Saturday, April 7, 2018
Mark Anthony Neal and black arts, culture writing
A lil while back, I was mentioning the influence of Amiri Baraka and Greg Tate on a whole generation of black writers and thinkers, especially black men. Baraka and Tate were definitely important forces. Another figure who often comes to mind for me when I'm thinking about the ongoing histories of black culture writing would of course be Mark Anthony Neal.
He's been on the scene, publishing works about black music, African American artists, and technology now for over 20 years. I first discovered his work in the early 2000s while I was a graduate student. His books included What the Music Said: Black Popular Music and Black Public Culture (1998), Soul Babies: Black Popular Culture and the Post-Soul Aesthetic (2002), Songs in the Keys of Black Life: A Rhythm and Blues Nation (2003), New Black Man: Rethinking Black Masculinity (2005), and Looking for Leroy: (Il)Legible Black Masculinities (2013).
For several years now, he's hosted a webcast Left of Black, where he interviews a range of scholars and artists broadly associated with African American studies (broadly defined). The webcast is produced by John Hope Franklin Center of International and Interdisciplinary Studies at Duke University, where Neal is a professor.
I really first began considering the range of Neal's interests and knowledge as I read his contributions to the site Pop Matters. He'd write about MC Lyte, Teddy Pendergrass, the debut of Alicia Keys, Bob Marley, Bilal, Jill Scott, and the Isley Brothers. And hey, that's just a sample of some of his work from 2001.
I'm not sure anyone was writing so much and so in-depth across the genres of rap, R&B, and neo-soul the way Neal was and still does. Given my deeper interests in hip hop, I probably wasn't paying close enough attention to what Neal was doing on the R&B and neo-soul. I was reading him for what he had to say about pop culture and rap, but I had friends who were primarily reading his work on neo-soul artists.
Later, Neal and Murray Forman edited That's the Joint!: The Hip-Hop Studies Reader (2004, 2012). If the critical discourse and college classes on R&B and neo-soul had grown the way things did for hip-hop studies, I imagine Neal would've been editing collections of critical works in those realms as well.

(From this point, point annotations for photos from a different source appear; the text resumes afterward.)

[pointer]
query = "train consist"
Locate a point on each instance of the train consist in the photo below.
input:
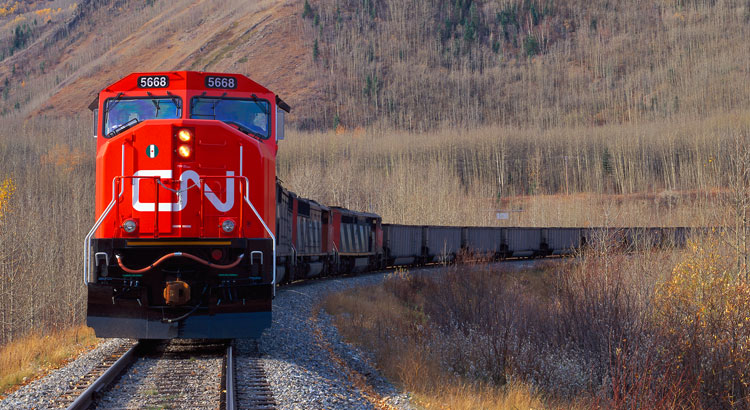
(193, 232)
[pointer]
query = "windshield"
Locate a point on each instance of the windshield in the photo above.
(249, 116)
(121, 114)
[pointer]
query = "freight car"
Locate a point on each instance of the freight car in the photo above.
(194, 232)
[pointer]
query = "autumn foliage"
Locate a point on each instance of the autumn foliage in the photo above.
(611, 330)
(7, 188)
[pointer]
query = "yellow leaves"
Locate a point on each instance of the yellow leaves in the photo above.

I was recently talking with colleagues about how encounters graduate students have early on in programs can shape their outlooks on what's possible and not. Fortunately, early in my graduate career, I came across black arts and culture writing by Baraka, Tate, and Neal. Taken together, they formed an important trio on black music (and beyond) for me. I didn't know it back then, but they were opening my mind for an assortment of projects that I might take on later.